Academics and Research

Law school professor featured in article about Supreme Court split decision

Tuesday’s 4-4 split decision by the U.S. Supreme Court — on a case involving fees collected by labor unions from workers who choose not to join unions — is the second such split decision in the past month, due in part to the death of Justice Antonin Scalia.

The vote has news organizations across the country wondering whether more tie decisions are likely until a replacement for Scalia is named, and one of the experts being consulted is Justin Pidot, an associate professor at the University of Denver’s Sturm College of Law.

The National Law Journal features a Q&A with Pidot — who has an article forthcoming in the Minnesota Law Review on tie votes in the Supreme Court — in its March 29 story titled “How Justices Can ‘Dig’ Their Way Out of Tie Votes.”
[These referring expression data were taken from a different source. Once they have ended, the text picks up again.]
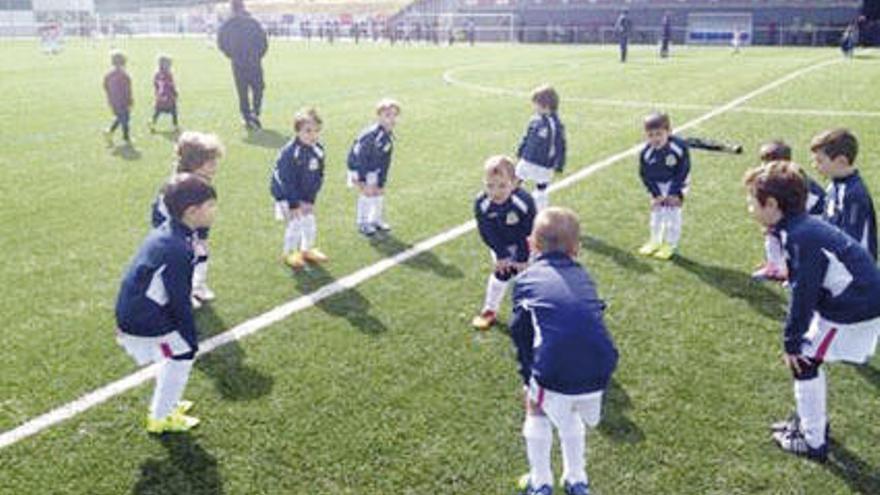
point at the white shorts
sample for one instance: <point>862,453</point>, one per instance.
<point>528,171</point>
<point>562,409</point>
<point>282,210</point>
<point>146,350</point>
<point>851,342</point>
Pidot examined the 164 cases in which a tie vote occurred between 1925 and 2015. The two recent split votes, he told the National Law Journal, suggest that “the justices may be unwilling to find common ground or to find a means of disposing of these cases without throwing up their hands. I think it’s a real loss and risks further eroding public confidence in the court.”

Pidot goes on to say in the article that public confidence in the Supreme Court has eroded in recent years due to a number of controversial decisions that are viewed as highly political, including Bush v. Gore, same-sex marriage and Citizens United.

“When you take that growing distrust for the court and add to it a term that has a number of high-profile, high-stakes, deeply divisive cases … I think the optics are bad,” he tells the National Law Journal. “It looks like politics are dominating the needs of the country.”